Enclosure, Knockadrina, Co. Kilkenny
Co. Kilkenny |
Enclosures
At Knockadrina in County Kilkenny, a roughly rectangular earthwork sits in the landscape with an ambiguity that makes it quietly difficult to categorise.
It measures approximately 59 metres by 45 metres, with rounded corners softening its otherwise orderly outline, and it was already notable enough to be mapped on the first edition Ordnance Survey six-inch sheet of 1839. What it actually was built for, however, remains an open question.

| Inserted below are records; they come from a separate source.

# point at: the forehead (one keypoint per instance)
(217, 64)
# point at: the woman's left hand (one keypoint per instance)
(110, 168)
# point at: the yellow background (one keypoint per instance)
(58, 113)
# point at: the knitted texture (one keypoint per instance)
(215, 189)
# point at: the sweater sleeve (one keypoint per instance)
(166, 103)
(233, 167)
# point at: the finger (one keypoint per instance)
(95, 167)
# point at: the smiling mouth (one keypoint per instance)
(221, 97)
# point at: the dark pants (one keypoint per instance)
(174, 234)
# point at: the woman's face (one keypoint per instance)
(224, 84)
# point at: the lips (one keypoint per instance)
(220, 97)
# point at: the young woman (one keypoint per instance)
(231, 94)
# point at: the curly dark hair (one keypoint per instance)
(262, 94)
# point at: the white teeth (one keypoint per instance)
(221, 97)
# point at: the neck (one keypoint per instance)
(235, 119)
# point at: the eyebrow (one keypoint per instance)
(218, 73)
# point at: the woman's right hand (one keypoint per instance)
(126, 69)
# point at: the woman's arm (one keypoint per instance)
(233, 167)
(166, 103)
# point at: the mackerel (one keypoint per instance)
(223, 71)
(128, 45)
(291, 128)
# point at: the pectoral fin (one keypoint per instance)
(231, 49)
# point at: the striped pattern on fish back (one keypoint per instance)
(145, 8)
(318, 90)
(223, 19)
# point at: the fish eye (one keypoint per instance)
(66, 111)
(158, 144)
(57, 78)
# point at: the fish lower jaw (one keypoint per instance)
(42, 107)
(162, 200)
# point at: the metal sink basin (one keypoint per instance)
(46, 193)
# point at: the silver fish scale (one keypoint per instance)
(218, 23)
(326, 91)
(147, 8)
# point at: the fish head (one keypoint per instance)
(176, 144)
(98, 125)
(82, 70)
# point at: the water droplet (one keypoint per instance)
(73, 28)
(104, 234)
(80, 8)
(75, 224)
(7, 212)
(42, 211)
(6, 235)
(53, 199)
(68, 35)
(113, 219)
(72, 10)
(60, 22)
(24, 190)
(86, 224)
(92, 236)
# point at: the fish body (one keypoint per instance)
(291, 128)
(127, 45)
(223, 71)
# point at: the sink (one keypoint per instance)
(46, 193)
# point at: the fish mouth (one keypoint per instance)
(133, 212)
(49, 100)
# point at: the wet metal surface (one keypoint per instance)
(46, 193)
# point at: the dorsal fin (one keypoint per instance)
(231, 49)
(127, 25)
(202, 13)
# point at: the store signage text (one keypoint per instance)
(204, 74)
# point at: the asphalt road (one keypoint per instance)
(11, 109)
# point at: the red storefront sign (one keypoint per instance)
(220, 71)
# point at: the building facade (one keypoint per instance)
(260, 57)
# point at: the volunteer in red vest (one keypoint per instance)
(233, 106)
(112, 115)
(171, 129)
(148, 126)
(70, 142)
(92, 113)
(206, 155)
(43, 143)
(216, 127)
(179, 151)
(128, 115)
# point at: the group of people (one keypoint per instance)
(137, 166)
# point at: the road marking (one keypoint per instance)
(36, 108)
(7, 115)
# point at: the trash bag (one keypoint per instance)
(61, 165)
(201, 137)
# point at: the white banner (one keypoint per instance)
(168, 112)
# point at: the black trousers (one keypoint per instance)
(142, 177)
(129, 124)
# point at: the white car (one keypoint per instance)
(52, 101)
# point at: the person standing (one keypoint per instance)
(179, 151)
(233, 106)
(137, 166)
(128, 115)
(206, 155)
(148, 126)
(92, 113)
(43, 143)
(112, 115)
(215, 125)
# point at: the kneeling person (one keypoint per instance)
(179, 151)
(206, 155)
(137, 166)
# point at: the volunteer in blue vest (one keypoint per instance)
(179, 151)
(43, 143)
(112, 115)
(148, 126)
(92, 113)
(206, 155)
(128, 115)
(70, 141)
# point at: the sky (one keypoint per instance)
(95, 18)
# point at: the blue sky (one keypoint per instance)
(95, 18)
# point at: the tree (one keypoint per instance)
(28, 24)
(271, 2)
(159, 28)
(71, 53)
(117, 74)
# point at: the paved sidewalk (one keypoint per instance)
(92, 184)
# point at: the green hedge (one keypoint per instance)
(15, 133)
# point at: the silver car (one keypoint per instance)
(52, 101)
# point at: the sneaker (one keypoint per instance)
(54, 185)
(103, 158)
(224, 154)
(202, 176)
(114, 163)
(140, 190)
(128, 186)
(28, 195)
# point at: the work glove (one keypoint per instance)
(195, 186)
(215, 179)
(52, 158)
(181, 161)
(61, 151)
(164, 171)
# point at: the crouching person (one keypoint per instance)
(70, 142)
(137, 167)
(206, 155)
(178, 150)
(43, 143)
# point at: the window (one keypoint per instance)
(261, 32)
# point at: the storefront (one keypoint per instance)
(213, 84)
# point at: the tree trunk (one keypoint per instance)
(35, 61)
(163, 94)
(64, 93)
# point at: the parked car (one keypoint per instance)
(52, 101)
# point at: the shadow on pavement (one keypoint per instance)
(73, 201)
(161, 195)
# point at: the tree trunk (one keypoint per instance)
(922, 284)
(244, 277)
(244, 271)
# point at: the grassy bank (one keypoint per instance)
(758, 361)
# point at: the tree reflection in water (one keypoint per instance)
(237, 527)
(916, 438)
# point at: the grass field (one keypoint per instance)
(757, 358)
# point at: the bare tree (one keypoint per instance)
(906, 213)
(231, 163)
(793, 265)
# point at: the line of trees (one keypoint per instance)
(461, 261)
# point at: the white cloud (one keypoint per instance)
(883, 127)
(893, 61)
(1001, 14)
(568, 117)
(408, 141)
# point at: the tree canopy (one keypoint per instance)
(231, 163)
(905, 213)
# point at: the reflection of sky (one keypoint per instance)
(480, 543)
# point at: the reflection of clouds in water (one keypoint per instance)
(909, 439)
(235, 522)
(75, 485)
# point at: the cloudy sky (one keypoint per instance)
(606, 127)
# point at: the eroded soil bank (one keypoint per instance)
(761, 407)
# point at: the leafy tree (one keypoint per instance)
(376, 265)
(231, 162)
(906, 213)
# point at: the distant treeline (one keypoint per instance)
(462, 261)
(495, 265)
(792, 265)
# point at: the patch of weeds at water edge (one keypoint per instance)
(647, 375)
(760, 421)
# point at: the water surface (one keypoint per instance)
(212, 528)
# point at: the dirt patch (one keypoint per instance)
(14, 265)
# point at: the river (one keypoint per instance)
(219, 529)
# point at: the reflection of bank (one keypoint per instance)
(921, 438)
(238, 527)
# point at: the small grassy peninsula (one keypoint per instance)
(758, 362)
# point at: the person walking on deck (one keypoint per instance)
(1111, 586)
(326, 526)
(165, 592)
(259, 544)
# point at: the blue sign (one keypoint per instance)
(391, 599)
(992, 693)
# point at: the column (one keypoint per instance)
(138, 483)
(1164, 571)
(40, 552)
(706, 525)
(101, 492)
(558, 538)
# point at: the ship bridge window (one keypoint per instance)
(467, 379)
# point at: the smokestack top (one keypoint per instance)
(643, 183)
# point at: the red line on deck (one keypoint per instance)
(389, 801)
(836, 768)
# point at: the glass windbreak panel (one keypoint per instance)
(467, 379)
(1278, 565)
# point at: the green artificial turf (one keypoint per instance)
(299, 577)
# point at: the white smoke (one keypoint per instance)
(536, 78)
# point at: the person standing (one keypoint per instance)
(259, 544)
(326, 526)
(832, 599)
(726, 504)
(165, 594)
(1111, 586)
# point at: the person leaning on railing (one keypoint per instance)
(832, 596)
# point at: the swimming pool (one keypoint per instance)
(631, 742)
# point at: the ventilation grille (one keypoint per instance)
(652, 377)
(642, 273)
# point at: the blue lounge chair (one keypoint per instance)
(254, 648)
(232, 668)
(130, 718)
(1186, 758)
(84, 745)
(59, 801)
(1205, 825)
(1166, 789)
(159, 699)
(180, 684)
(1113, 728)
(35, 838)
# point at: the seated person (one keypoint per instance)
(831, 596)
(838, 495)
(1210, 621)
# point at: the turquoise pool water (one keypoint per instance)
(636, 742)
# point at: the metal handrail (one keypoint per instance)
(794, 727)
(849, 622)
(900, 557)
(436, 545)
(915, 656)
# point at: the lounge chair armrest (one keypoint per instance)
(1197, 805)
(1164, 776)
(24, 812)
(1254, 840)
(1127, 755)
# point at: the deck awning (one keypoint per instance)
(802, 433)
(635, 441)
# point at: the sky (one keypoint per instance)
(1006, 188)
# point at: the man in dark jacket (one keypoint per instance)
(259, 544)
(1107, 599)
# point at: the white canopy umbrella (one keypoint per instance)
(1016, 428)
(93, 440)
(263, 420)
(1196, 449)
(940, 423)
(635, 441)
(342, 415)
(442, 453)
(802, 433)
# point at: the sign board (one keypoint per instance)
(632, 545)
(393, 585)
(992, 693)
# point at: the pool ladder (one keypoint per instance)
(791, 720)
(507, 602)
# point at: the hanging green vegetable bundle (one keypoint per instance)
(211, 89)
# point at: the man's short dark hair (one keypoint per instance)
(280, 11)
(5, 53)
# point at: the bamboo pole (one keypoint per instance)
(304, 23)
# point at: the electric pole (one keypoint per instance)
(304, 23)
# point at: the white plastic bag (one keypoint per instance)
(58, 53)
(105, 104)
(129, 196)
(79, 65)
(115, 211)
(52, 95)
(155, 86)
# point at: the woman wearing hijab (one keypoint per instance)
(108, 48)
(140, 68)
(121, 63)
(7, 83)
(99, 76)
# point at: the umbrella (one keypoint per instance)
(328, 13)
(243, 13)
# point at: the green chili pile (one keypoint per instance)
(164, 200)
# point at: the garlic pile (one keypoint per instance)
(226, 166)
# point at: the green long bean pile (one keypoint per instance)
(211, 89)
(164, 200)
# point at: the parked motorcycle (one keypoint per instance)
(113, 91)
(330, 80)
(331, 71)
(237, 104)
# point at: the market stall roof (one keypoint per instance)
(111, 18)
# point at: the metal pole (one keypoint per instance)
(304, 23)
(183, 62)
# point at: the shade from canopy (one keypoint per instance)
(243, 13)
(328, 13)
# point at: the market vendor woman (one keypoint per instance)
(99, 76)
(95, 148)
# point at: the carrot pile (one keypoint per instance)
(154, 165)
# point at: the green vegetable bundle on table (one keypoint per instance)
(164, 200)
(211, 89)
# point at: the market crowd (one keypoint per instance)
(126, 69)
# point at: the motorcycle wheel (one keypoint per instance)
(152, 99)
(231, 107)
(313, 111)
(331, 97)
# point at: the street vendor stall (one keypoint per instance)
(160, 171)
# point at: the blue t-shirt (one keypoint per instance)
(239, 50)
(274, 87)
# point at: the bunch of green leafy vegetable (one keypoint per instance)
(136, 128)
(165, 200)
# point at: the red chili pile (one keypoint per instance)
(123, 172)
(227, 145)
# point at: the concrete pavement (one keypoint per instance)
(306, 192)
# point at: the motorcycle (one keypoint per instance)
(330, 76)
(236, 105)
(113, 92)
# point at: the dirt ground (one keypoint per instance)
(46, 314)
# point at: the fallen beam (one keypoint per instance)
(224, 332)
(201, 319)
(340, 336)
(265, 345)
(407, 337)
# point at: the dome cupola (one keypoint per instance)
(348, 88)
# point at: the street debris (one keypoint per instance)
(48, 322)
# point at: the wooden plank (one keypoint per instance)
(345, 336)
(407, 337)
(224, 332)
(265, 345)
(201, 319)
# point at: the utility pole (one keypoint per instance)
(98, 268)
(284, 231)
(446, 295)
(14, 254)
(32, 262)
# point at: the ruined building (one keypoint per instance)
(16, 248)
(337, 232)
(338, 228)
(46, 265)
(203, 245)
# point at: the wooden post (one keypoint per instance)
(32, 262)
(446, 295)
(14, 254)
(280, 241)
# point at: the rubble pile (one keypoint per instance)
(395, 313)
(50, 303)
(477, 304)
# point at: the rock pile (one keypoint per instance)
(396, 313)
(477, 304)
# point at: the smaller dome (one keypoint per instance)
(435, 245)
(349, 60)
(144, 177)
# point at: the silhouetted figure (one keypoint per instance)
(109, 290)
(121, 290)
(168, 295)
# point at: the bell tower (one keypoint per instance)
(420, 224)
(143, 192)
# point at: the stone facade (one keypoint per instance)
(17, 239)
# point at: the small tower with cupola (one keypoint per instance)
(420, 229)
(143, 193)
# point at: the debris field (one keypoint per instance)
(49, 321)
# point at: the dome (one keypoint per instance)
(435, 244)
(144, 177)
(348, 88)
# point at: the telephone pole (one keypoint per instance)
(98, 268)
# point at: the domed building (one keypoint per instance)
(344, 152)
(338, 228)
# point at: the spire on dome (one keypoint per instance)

The enclosure is defined by an internal fosse, a ditch dug on the inside of the boundary rather than the outside, about 1.2 metres wide and 0.7 metres deep, with an outer bank rising to roughly 0.6 metres and faced with stone in places. These features were judged to be relatively recent in archaeological terms, probably dating to the nineteenth century. Shallow quarry workings found within the interior suggest one possibility: that the enclosure was put up to manage or contain an active stone quarry, keeping livestock out and perhaps marking the extent of the workings. But there is a competing explanation. Enclosures of this kind were sometimes constructed in the nineteenth century purely as fox coverts, small managed plantations of trees maintained to shelter foxes for hunting, or simply as ornamental clumps of trees in an otherwise open landscape. The deciduous trees growing inside the enclosure are noticeably older than those outside it, which suggests that whatever the enclosure's original purpose, it has been sheltering trees for some considerable time. Whether the quarrying came first and the planting followed, or whether the two uses overlapped, is not something the earthwork itself resolves.